One of his recent previous posts mentions Michelin PSS, so my assumption was correct and therefore so was my recommendation re friction material.
 
Slotted rotors are almost surely your culprit. They build up with friction material, let alone other road dirt and rust, and then they don't necessarily self-clean. No holes to the interior means junk can't be pushed in under compressive force either. Worst of all worlds. Build up too much on one side due to less hydraulic force or something, and then it gets worse.

IMG_3034_zps46955a0a.jpg


Get some plain rotors, check the runout, check the bearings and steering, then replace everything after fixing anything in need, and all should be well.
 
Originally Posted By: Olas
No, not sarcastic, I'm serious.

Standard VW brakes are good but there is always room for improvement - especially when accountants have been involved after the designers..

Pagid make excellent pads in a variety of compounds, all of which stop quicker than the OE pad. I agree with your point about tyres, but perhaps mistakenly, I assumed that someone on Bitog who asks about which brakes to use is probably quite welll informed on maintenance and isn't running around on nearly bald ditch finders..

Of course I may be wrong.. So let's ask the OP.

@ The OP;

What tyres have you got? At what PSI and what tread depth?

You are right, there is always room for an improvement.
Yes I run Michelin PSS, still enough depth no issues with tires, they are top notch.
The combination of EBC Ultimax rotors and EBC red stuff is MUCH better then OEM. Pedal feel is better, reaction is better, they dust more, but I care about stopping distance not looks.
I had chance to run Pagid while I lived in Europe, not quite impress with them that much. They are VERY good, but not on par with EBC, HAWK etc. The reason why I am asking this question is to see whether anyone else ran HAWK which seem very good by the reviews. Now, asking that question here means I will get probably answer from someone who has understanding what I am looking for and give me that answer based on that understanding.
Someone mentioned bearings etc. Sure I will check that, though considering that no noise is coming out of the wheel during sharp fast left turns, I doubt it.
 
Originally Posted By: JHZR2
Slotted rotors are almost surely your culprit. They build up with friction material, let alone other road dirt and rust, and then they don't necessarily self-clean. No holes to the interior means junk can't be pushed in under compressive force either. Worst of all worlds. Build up too much on one side due to less hydraulic force or something, and then it gets worse.

IMG_3034_zps46955a0a.jpg


Get some plain rotors, check the runout, check the bearings and steering, then replace everything after fixing anything in need, and all should be well.

Could be, we will see.

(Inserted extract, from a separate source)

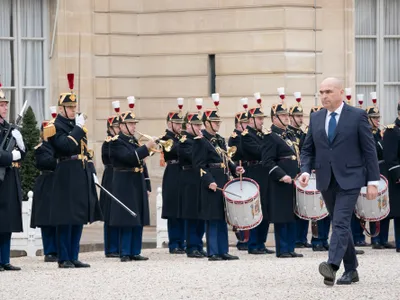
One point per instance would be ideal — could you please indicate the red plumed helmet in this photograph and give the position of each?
(70, 77)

As of today, cannot see any strange signs on rotors. They look good, no excessive wear, no any strange lines etc. Car brakes on the dime. No any sounds from steering, no wheel bearing sound when I hit left turn very hard (tried that with purpose).
If it turns out rotors picked up something, probably I will get plain OEM rotors with upgraded pads (probably will stay then with EBC red stuff).
 
So everything is OK with suspension, tires, bearings, The culprit is probably flat spot on the rotors or material in the pads, that pads reached point where another layer is used. Pads have approx. 10K life left in them. Car brakes on the dime, but there is that noise going on. Anyway, I will be replacing both rotors and pads. Right now trying to figure out whether plain ATE rotors would be good pair with HAWK HPS or HP+ pads, or go with Red stuff again.
What do you guys think?
 
Originally Posted By: Olas
Pagid make excellent pads in a variety of compounds, all of which stop quicker than the OE pad.


I don't mean to stray off-topic, but if you're in a panic stop situation where your ABS has kicked in, meaning that your braking ability has exceeded your tires' grip, will better pads still improve your stopping performance?